Explore predicted and explanatory variables

less than 1 minute read

Predicted variable: Larceny index

The Larceny Index for a block group would be equal to total number of larceny incidents divided by total population in the block group and then times 100,000. The following hvplot shows larceny index in each block group.

From the histogram of actual larceny index as below, most block groups have larceny index less than 500,000, there are some over 1 million, the maximum even reaches to 6,000,000. hist-larceny index

Explanatory variables

Correlation of all explanatory variables

The absolute values of all correlation indexes are smaller than 0.8, so we considered that all explanatory variables could be included in our model. Correlation among variables

Pairplots

We used pairplots to show the relations between explanatory variables in detail. In this step, we produced the pairplots based on the general categories: demographic, housing, land use, and 311-related.

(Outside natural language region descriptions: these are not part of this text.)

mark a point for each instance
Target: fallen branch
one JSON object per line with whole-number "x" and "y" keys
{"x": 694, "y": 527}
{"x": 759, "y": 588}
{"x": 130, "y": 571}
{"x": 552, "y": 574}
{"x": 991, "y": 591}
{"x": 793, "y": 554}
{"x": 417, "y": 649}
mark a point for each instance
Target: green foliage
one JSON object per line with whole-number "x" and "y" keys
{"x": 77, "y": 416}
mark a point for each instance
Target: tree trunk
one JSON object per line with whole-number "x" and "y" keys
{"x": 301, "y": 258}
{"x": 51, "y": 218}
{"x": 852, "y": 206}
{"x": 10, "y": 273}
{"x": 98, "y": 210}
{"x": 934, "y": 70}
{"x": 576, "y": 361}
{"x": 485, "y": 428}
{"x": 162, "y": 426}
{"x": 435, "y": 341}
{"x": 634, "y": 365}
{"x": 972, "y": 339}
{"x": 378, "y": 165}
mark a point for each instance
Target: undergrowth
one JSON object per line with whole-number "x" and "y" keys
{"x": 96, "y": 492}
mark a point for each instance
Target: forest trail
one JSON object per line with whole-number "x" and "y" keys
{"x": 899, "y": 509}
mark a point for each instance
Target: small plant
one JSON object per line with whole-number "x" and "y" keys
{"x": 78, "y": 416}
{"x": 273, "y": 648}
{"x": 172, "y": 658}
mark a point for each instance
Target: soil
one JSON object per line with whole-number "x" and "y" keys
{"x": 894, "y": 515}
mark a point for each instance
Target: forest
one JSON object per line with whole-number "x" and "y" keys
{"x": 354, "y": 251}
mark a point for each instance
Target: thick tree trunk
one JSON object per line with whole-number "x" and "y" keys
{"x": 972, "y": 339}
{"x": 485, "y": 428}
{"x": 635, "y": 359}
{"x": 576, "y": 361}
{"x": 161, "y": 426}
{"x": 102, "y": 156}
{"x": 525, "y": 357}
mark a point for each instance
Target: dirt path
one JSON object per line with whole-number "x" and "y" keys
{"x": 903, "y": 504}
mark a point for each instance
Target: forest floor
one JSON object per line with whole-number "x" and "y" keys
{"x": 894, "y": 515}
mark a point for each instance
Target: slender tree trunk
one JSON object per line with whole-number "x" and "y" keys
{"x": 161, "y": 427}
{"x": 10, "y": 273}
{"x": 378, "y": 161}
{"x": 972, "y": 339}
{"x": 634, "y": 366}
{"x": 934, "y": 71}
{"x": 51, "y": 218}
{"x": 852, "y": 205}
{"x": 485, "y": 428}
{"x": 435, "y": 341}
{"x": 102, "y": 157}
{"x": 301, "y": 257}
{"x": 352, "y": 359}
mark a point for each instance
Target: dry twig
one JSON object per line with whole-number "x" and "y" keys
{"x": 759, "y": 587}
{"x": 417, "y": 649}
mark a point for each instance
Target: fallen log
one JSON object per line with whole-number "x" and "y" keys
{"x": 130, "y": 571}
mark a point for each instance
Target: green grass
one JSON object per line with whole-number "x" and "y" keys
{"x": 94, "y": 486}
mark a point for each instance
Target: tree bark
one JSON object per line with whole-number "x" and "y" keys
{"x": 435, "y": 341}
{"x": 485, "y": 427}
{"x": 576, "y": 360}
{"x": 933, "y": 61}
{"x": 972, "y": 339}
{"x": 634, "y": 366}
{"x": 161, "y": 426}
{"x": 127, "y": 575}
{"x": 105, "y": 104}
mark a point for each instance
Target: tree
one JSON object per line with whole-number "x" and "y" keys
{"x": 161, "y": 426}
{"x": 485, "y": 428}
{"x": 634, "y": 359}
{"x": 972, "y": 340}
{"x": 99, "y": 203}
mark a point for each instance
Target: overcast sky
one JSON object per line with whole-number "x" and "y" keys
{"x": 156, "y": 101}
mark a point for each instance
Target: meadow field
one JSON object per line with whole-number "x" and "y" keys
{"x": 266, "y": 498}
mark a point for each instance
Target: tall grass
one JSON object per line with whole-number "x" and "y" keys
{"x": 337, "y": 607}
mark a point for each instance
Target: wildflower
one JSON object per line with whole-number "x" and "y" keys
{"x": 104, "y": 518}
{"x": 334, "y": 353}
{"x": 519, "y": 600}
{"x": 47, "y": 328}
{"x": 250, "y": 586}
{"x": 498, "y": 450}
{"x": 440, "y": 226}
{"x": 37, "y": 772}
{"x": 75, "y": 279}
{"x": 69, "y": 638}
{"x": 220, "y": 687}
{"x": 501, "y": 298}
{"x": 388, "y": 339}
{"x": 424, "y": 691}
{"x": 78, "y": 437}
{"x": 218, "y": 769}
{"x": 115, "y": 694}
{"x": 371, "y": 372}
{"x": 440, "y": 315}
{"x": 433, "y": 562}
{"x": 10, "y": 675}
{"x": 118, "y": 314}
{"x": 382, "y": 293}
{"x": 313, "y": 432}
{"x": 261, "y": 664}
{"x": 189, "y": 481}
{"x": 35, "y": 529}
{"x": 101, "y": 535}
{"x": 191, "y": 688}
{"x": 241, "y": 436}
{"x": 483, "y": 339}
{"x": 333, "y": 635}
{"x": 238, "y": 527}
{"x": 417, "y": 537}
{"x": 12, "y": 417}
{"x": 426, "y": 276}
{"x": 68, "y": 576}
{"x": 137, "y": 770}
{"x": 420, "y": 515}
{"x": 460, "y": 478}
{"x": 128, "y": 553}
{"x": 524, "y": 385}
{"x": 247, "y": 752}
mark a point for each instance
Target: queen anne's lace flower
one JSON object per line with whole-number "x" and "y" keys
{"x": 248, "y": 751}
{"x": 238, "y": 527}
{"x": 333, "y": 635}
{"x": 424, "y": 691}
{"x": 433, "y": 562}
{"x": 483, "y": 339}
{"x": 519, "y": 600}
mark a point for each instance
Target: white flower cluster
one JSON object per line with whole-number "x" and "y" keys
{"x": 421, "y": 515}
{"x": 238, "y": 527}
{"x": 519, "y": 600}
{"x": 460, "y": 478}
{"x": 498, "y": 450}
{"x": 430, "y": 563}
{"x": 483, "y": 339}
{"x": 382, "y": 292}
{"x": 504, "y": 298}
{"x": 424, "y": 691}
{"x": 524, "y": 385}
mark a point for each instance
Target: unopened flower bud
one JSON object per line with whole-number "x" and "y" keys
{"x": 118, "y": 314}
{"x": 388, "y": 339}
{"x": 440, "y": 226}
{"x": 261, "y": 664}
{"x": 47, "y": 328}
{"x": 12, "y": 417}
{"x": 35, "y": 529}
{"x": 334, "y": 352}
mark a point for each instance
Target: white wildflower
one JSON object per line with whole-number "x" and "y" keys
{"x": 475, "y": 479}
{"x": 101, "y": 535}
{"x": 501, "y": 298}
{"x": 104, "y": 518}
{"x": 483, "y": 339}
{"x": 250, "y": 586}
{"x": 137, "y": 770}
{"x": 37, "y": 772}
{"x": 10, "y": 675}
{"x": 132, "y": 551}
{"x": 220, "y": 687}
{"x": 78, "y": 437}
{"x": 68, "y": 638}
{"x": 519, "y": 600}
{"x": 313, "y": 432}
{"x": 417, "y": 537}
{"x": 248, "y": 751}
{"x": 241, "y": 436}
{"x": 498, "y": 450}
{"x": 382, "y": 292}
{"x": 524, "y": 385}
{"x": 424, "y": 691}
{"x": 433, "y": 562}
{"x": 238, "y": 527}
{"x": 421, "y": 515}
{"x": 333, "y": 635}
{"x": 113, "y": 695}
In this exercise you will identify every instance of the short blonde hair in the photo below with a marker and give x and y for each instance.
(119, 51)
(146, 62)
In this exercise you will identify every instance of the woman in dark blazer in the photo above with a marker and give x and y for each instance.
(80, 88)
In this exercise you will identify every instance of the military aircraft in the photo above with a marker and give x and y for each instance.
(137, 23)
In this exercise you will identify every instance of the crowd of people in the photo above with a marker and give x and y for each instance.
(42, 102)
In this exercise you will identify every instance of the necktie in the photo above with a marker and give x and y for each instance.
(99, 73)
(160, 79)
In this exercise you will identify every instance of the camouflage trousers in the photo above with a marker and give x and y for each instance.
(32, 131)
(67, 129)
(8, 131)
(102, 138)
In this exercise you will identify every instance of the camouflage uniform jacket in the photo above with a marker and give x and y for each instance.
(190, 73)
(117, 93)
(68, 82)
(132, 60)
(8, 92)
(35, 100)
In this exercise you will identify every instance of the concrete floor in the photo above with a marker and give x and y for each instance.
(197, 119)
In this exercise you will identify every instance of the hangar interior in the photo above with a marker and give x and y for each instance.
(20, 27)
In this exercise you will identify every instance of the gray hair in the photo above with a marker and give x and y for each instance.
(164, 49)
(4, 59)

1. Pairplot of demographic data Pairplot-Demo

2. Pairplot of housing data Pairplot-Housing

3. Pairplot of land use data Pairplot-Land use

4. Pairplot of 311-related data Pairplot-311

As the above pairplots show, in each general category, there are no two explanatory variables which have obvious linear relationship to each other. Thus, it proves that all explanatory variables could be included in the model without worrying about multicollinearity.